Stuart Patterson, associate professor and chair of the Shimer Great Books School at North Central College, was at the forefront of securing the grant for the College. He will be instrumental in the CHP, which will bring rising high school seniors––called Freedom Scholars––from at-risk Chicagoland school districts to North Central’s campus for instruction beginning in June 2022. The project will entail three phases: a three-week series of seminars during the summer, which the students will take while staying on campus; mentoring sessions the following fall to help the students learn best practices for being a college student; and service projects the students will design themselves.

The Freedom Scholars will experience engaging college-level humanities teaching and discussion and meet current North Central students, who are participating in planning for the CHP and will also be key to its implementation, giving them a sense of investment in the project’s success as well as experience working with younger students.

Two Shimer Great Books School students, Claire Mikulcik ’23 and Alexandra Huston ’22, are helping plan the syllabus for the summer seminars along with a panel of College faculty. “(North Central) students from all majors will be able to serve as teaching assistants and residential counselors during the summer program, as mentors on college applications during the fall and as assistants to the Freedom Scholars as they devise and implement their civic engagement project in the spring semesters,” said Patterson.

Patterson spoke to why the grant and the CHP are critical to the College at this time.

“The College has been putting much thought, effort and resources into ensuring that we offer as diverse, inclusive and equitable a place as we can for learning and working––the Civic Humanities Project joins those efforts in a number of ways,” he said. “Working effectively toward diversity, equity and inclusion will mean examining closely different answers to the project’s guiding question: ‘How do ideas about human nature and about good government shape each other?’

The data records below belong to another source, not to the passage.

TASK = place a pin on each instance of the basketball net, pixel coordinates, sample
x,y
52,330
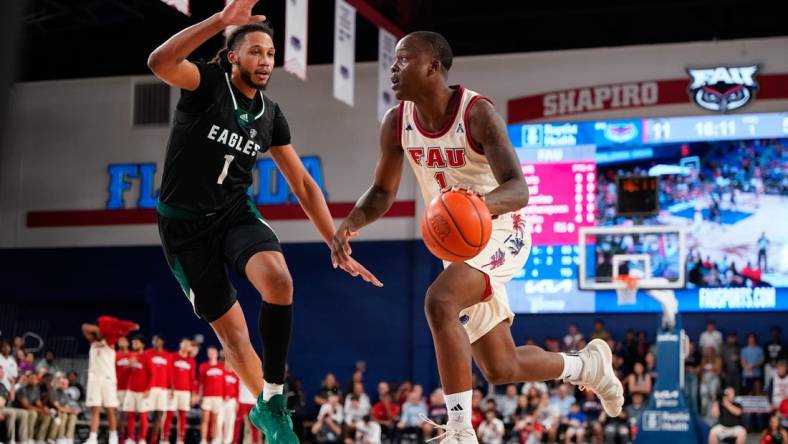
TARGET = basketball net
x,y
628,289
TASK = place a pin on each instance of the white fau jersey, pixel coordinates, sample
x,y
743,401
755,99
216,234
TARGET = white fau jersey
x,y
101,361
446,157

“It will also mean bringing as diverse and inclusive a set of communities into the College’s conversation as we can; the Project helps in this effort by bringing students to campus who can speak from experience about deeply inequitable aspects of American society, while it also aims to encourage the same students to conceive ways to mitigate those inequities.”

The planning process for the CHP includes preparing an application for a follow-up grant from the Teagle Foundation. That $350,000 implementation grant would allow the College to operate the project for three years. Patterson said the College is also exploring other sources of revenue to fund the CHP as an ongoing project in the coming years.

North Central joins a distinguished group of colleges that have created similar landmark programs thanks to funding from the Teagle Foundation’s Knowledge for Freedom Initiative. Other colleges benefitting from the initiative include Columbia (New York), Yale, Rochester, Ursinus, Miami (Ohio), and Boston Universities, among others.